EnOcean Alliance is amongst the most effective wireless technologies for energy extraction. It is an ecosystem that produces wireless sensors that gather energy from their surroundings: movement, light or temperature. The combination of miniature energy converters, ultra-low consumption electronics and robust radio technology based on open standards (EnOcean, Zigbee and Bluetooth) forms the basis for the digitization of buildings, services and production processes in IoT. These solutions are used in building automation, smart houses, LED lighting control and industrial applications.

Low energy battery powered devices

So far we have focused on the most innovative smart devices from the point of view of energy consumption, but there are also a number of low-consumption devices capable of performing more complex functions.
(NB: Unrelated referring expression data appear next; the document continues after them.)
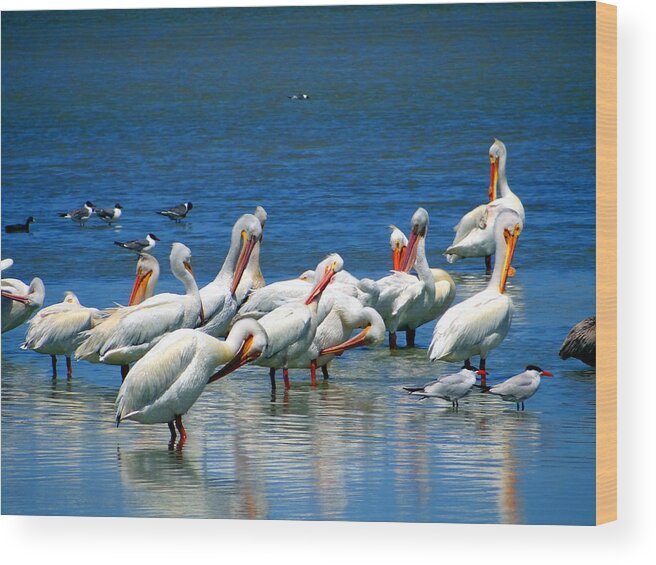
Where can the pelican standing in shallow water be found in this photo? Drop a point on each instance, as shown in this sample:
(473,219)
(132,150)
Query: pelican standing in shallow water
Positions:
(220,298)
(19,301)
(521,387)
(130,332)
(475,231)
(166,382)
(480,323)
(407,302)
(581,342)
(57,330)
These are systems with batteries that last over 10 years and are activated only when necessary.  In the meantime, they remain in a dormant state with practically no energy consumption whatsoever. 

What are the applications in which these devices can be used? One of the functionalities is for gas and water meters, a sector that transmits data daily. It can also be of interest for measuring weather conditions or pollution levels in cities or controlling lighting or parking lots.

Communication systems

To achieve low energy consumption, smart devices use communication protocols.  Apart from EnOcean, which we spoke about previously, among the first protocols implemented were Sigfox and LoRa, which allow for significant transmission distances to be covered, up to a maximum of 15km, with a limited energy consumption. However, both of these technologies have the issue of limited bandwidth availability, which exclusively limits their use to sensors with little information.

Another technology is wireless M-Bus, a certified protocol for gas measurement, but which also has a very limited bandwidth and requires some manual channel management.

In recent years we have seen an evolution of standard protocols like Bluetooth Low Energy, used by all devices that require rapid communication over short distances. Then there’s the emergence of Wi-Fi 6.0, which at a technical and technological level will improve network performance and will mean a significant increase in connection speed, decrease in energy consumption and greater autonomy of connected devices.

Finally, we find that the technology most used by smart devices, as we await the arrival of 5G, is NB-IoT, which guarantees sufficient bandwidth and very low energy consumption.

How will smart devices evolve?

We have analyzed how devices evolve from a physical and communication point of view, but the key in the evolution of smart devices will lie in their transformation into social devices that can identify and interact with other devices to resolve technical problems and do so autonomously.  

One example is in the automotive sector, where connected cars can exchange information on traffic and road conditions to choose the best route and communicate it to the driver. The same applies to logistics, where the information provided by smart devices allows us to optimize the management of perishable products such as food.